Stream 4 is a purified solution obtained from the recovery section 3. This purified solution 4 contains urea, water and unavoidable impurities.

Item 5 is an evaporation section which removes water from the solution 4.

Stream 6 is a urea melt.

Item 7 is a continuously stirred reactor wherein the urea melt 6 is maintained at suitable biuret-forming conditions so that some urea decomposes into biuret and gaseous ammonia.

Item 8 is a biuret-containing stream withdrawn from the reactor 7.

Item 9 denotes gaseous ammonia removed from the reactor 7.

Item 10 is a urea shaping equipment, for example a granulator or a prilling tower.

Stream 11 is a granular urea product obtained in the urea shaping equipment 10.

Item 12 is a condenser wherein the gaseous ammonia 9 is condensed with the help of water 13.
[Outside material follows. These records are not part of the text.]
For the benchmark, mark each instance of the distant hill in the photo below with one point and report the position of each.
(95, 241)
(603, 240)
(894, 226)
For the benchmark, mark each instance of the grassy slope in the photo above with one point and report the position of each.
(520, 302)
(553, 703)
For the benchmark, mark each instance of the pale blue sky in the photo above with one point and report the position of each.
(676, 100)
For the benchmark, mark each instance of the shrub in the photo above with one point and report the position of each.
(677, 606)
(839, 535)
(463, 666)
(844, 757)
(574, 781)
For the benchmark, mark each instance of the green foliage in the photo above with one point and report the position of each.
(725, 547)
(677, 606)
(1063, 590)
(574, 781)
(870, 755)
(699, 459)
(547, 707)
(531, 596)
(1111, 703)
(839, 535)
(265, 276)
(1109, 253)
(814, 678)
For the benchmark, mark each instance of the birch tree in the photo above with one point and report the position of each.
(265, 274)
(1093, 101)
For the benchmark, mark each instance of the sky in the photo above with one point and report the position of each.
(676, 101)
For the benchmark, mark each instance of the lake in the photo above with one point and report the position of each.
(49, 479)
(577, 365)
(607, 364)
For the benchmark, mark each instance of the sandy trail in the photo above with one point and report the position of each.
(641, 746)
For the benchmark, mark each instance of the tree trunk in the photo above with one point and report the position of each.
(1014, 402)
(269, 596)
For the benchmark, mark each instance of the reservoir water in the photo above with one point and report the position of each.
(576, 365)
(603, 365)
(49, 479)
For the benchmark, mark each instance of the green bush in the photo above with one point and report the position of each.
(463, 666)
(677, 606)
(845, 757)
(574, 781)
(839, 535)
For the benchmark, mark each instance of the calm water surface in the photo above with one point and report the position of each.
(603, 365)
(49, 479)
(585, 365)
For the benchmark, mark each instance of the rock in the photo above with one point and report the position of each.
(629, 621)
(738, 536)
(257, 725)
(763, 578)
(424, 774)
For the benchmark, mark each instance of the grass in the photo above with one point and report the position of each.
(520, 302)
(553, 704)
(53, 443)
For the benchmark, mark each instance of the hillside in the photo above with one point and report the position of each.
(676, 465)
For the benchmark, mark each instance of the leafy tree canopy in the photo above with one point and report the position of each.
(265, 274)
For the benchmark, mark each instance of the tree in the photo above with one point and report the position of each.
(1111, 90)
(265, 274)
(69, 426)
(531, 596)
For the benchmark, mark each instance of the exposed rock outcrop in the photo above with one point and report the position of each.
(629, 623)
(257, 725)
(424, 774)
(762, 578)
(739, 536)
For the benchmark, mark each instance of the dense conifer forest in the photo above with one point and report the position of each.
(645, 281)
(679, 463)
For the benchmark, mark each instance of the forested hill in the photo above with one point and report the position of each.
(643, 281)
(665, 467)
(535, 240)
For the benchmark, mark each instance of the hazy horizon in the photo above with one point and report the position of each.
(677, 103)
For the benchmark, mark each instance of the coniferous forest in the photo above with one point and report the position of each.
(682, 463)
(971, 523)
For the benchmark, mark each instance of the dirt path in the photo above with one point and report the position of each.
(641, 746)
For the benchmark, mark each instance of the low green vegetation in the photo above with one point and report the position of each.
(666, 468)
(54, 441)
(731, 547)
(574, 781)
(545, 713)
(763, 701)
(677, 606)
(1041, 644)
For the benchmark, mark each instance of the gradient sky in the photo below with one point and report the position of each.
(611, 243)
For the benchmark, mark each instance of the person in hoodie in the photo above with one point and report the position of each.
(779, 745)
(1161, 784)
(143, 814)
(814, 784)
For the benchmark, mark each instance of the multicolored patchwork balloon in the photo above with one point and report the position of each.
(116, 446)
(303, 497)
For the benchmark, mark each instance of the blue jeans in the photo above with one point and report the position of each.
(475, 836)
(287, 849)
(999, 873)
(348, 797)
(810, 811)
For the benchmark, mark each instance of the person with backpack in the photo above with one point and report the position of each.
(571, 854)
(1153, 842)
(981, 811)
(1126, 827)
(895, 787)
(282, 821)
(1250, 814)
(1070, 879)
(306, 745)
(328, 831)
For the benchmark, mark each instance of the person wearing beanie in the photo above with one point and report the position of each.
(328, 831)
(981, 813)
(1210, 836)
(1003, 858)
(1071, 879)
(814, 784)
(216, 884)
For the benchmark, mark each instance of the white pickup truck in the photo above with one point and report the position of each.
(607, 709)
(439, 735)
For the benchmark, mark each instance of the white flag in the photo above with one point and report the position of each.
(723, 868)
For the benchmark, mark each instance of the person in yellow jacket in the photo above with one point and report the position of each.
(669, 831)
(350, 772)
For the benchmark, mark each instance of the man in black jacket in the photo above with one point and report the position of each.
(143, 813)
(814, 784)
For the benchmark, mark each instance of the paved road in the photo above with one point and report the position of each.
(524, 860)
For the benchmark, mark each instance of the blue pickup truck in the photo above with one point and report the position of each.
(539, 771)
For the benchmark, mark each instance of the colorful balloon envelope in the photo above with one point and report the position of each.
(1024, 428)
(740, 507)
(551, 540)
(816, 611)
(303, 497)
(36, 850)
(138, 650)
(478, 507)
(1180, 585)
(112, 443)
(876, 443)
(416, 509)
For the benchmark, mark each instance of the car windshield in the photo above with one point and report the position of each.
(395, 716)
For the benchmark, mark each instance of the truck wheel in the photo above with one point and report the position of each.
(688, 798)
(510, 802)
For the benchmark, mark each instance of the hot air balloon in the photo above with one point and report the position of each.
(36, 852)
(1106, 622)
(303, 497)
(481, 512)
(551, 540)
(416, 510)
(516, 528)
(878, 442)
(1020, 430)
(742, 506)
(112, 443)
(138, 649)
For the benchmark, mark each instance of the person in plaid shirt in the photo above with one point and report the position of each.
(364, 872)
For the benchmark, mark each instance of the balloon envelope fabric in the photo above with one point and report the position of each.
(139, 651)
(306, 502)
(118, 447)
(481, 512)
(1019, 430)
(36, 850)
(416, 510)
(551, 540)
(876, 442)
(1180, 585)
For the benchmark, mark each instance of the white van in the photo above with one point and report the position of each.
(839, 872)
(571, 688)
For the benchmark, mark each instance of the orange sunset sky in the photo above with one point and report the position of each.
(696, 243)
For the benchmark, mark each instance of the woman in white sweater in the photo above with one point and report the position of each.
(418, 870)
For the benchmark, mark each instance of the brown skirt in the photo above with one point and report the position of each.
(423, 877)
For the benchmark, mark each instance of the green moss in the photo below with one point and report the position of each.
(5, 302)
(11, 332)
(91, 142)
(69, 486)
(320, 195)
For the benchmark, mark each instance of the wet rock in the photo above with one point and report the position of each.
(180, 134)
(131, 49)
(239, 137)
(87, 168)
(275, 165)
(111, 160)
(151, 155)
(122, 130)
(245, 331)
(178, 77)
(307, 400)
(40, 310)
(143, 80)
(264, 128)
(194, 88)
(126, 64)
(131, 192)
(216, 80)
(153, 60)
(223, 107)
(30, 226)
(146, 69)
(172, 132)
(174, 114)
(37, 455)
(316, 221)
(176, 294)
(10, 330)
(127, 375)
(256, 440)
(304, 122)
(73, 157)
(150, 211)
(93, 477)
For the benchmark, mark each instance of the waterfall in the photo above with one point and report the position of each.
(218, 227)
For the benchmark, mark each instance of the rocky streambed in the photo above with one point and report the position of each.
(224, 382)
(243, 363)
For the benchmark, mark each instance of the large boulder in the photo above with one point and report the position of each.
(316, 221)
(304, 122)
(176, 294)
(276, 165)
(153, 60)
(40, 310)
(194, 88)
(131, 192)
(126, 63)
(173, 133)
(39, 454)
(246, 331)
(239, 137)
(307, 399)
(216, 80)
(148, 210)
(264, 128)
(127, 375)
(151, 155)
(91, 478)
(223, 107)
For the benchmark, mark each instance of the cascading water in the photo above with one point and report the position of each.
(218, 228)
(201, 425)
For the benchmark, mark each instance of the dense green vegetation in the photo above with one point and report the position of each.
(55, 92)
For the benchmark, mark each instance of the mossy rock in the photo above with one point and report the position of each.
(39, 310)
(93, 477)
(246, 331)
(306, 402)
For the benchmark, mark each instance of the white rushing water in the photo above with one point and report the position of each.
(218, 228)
The stream 14 denotes an aqueous solution of urea obtained in the condenser 12, which is recycled to the recovery section 3.

The item 15 is a heat exchanger where heat can be recovered from the biuret- containing melt, before the shaping process.

It must be noted that the urea solution 4 or the urea melt 6 may be a part of the solution or melt obtained from the recovery section 3 or evaporation 5, respectively. A remaining part of the urea solution or of the urea melt may be directed to a different use or process.

Example: urea melt 6 preferably containing 99.5% urea or more is kept in the reactor 7 for residence time of 20 min, at a temperature of 165 °C and atmospheric pressure. The so obtained melt 8 contains 8% by weight of biuret. This biuret-containing melt after cooling in the heat exchanger 15 is converted into a granular product. The ammonia 9 emerging from the reactor 7 is preferably condensed with water until a solution 14 containing at least 15% ammonia by weight is obtained, said solution 14 can be recycled to the urea plant.